O PMDB acordou de seu sono letárgico e resolveu disputar o poder, como é dever de todo partido que não queira voltar a ser uma simples facção, colocando o deputado Michel Temer na vice-presidência, a muito custo.
Esse bipolarismo pragmático (a primeira vez que vi essa expressão foi na boca do general Golbery do Couto e Silva, figura que, casualmente, é o tema de meu artigo anterior. Ele propunha essa fórmula para o Brasil, em plena abertura política, no final do regime militar. Chegou até a defender o máximo de três partidos de verdade disputando o poder, e os demais apenas figurativos.
Trata-se de um falso bipartidarismo, inibe o crescimento das demais siglas e tem sido deletério para o sistema eleitoral-partidário brasileiro, além de não passar de uma tentativa de imitação do sistema dos Estados Unidos, onde vários partidos disputam, mas só vencem o Republicano e o Democrata.
Falso ou real, bipartidarismo é coisa de regime de exceção, como ARENA e MDB da década dos sessenta e setenta. Pluripartidarismo é diversidade e ventilação das doutrinas e idéias, que, no Brasil, parecem adormecidas em berço esplêndido.
Estudantes, sindicalistas, associações, operários, todos, enfim, com potencial de serem protagonistas de transformações sociais, permanecem calados. Tal é a democracia mitigada desmobilizante vigente, que começo a considerar como democracia mitigada imobilizante.
Os Estados Unidos têm um regime de governo livre e democrático, com bipartidarismo de fato, alternando-se no poder democratas e republicanos. Mas, lá, na terra do Tio Sam, embora haja partidos menores, há um pacto federativo resultante da Guerra de Secessão, de 1861 a 1865, onde teriam morrido mais de um milhão de pessoas.
Qual é o pacto federativo brasileiro, senão aquele sustentado a ferro-e-fogo pela Monarquia para sufocar ou debelar duas dezenas de insurreições por todo o País? Eis que a questão federativa permanece mascarada no Brasil de hoje, agravada pela globalização, que relativiza a soberania dos Estados.

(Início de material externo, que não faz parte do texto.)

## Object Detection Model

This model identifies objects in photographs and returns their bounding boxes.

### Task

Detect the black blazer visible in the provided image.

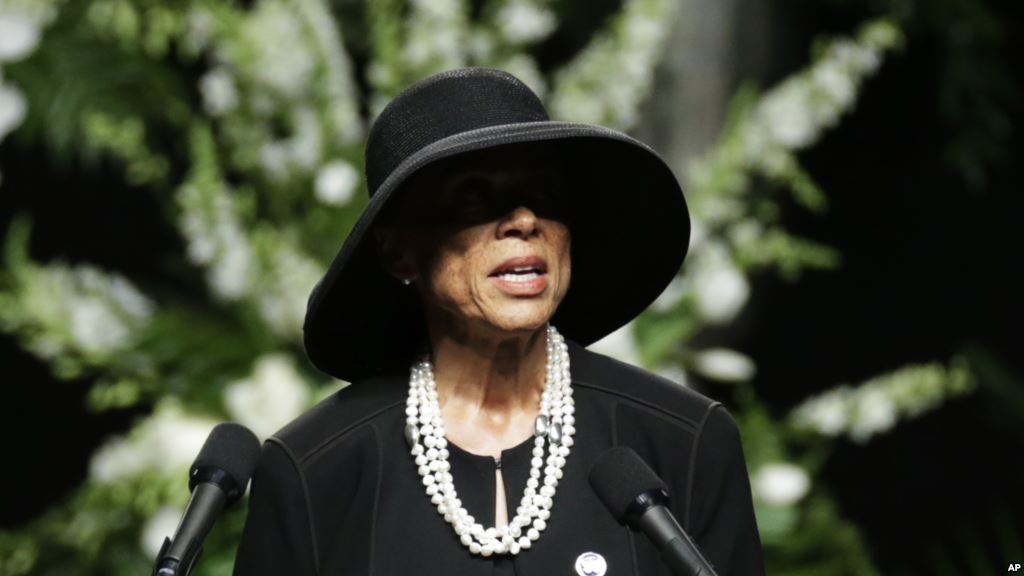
[233,338,765,575]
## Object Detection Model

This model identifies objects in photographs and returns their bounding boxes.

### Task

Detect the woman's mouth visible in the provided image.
[488,257,549,296]
[490,269,548,295]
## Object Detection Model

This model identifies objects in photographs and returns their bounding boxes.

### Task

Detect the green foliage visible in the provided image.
[761,493,880,575]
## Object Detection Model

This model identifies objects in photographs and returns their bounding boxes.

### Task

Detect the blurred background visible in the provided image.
[0,0,1021,574]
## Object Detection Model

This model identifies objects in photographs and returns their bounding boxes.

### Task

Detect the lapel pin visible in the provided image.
[575,551,608,576]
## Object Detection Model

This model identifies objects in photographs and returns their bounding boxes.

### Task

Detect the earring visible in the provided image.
[401,278,412,286]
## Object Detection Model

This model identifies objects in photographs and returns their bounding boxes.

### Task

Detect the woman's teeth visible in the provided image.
[497,272,541,282]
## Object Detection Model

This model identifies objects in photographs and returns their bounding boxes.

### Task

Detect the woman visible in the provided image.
[233,68,765,575]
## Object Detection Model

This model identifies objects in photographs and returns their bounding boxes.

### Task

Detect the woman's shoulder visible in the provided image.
[566,338,721,430]
[266,368,408,465]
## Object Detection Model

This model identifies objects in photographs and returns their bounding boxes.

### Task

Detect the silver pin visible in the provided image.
[575,552,608,576]
[404,424,419,448]
[534,414,549,437]
[549,421,563,445]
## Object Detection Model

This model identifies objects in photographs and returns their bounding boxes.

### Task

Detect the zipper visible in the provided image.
[494,456,502,470]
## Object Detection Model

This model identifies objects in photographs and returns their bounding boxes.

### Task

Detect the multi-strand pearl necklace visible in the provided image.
[404,324,576,556]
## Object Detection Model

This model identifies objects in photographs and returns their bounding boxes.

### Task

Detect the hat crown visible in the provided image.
[365,68,549,196]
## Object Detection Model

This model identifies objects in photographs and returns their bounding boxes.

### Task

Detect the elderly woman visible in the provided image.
[233,68,764,576]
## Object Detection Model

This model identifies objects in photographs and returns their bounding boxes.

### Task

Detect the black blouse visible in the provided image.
[233,339,765,575]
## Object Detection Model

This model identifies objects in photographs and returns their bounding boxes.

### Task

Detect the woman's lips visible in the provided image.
[489,269,548,296]
[488,255,549,296]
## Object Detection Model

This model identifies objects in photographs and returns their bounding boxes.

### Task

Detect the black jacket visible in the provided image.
[233,338,765,575]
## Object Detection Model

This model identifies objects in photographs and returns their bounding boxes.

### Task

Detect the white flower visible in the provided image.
[752,462,810,506]
[0,13,40,62]
[849,386,897,443]
[0,83,27,140]
[466,29,495,61]
[254,240,323,338]
[199,68,239,116]
[209,237,254,300]
[588,323,640,366]
[224,354,310,439]
[290,107,322,170]
[812,62,855,108]
[691,348,756,382]
[243,1,316,98]
[314,160,358,206]
[89,406,217,482]
[497,2,556,44]
[759,82,816,149]
[176,179,258,300]
[69,296,132,353]
[107,274,156,318]
[182,7,214,55]
[692,243,749,324]
[259,141,290,181]
[140,506,182,559]
[793,386,850,436]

No Brasil, nós temos muitos republicanos liberais e poucos democratas republicanos. Desconfio que o senador Marco Maciel, propondo que se repensem as elites, clama no deserto... Só que o deserto aqui não é o das arábias e nem o Saara, onde 17 países reclamam abertura política, no que se convenciona denominar “primavera árabe”, que se transformou em verão sangrento.